The author with the mounted ES 127 FCD 100


So what’s all the news about? I attended the Winter Star Party this year as I do every year but this year I got a surprise. Having passed the 70 mark, I was finding that handling the 12” RC’s by myself was now out of the question, so I decided that now is the time to get a nice refractor. Explore Scientific was at the WSP with a complete lineup of their equipment. A perfect time for me to check out what they had. Their refractor lineup was very impressive with nice Apochromatic (APO) scopes made in Carbon Fiber and their aluminum counterparts. One 127mm that was set up was different. It seemed slightly larger and had a newly designed 2.5" hexagonal focuser. I had my favorite Tak 16 mm eyepiece, that I use to compare scopes and placed it in the diagional and pointed the scope toward the cell tower that had a nice glass light with the sun causing a hot spot for me to observe any spurious color exhibited with the scope. Racking the focuser in and out of focus, to my surprise there was NONE. Even through high quality refractors I have found there would be some color on such a rigid test as this. At this point Greg Bragg from Explore Scientific (who I already told that I was in the market for a 127) asked me how I liked the scope. Not sounding overly enthusiastic (you have to keep them guessing) I remarked that the view was excellent. It was then that he explained that the scope I had just looked through was a one of a kind. He explained that this scope is one of the first prototypes produced with O’Hara 100 glass and that the new name for the scope would be designated the 127 FCD-100. Scott Roberts (Pres. of Explore Scientific) was close by and asked me would I be interested in taking some astroimages through the scope. I immediately said yes I would and he said that I could take it back home with me. That day I took my RC off my EM-400 mount and mounted the new refractor. I was able to get three good images that night and after I got home, processed the data. I already new that the data was going to be great after I observed tiny pinpoint stars on my 600 sec subs in the core of the Rosette, same on the Owl and M78. The scope exhibited zero color shift.

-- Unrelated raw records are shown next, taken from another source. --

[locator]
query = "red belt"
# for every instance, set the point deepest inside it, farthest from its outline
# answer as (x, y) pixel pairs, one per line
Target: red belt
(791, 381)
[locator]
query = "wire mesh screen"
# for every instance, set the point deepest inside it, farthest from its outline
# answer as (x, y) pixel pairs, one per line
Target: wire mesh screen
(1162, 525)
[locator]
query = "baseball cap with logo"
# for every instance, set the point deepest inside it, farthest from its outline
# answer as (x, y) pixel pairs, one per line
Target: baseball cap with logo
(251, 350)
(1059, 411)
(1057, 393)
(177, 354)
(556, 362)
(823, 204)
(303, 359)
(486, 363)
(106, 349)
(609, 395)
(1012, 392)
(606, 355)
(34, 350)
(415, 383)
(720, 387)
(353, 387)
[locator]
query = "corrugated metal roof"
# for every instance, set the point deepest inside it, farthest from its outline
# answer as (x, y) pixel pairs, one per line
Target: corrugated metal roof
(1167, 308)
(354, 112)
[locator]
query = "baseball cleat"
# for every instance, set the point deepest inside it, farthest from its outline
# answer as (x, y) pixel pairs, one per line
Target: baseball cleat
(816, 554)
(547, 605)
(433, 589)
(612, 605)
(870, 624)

I did a Rhonchi test of the optics and as expected saw razor straight lines on both sides of focus. Star tests on Sirius also exhibited textbook diffraction patterns.

Needless to say I had found my replacement scope. I called up Scott, he explained it was a prototype and despite the fact that he has never sold a prototype scope before he allowed me to purchased the scope.

When is this scope going on sale? You won’t have to wait long. The release date is in April of this year. Now the real surprise!!!!!!!! The scope will be priced at less than $2,000.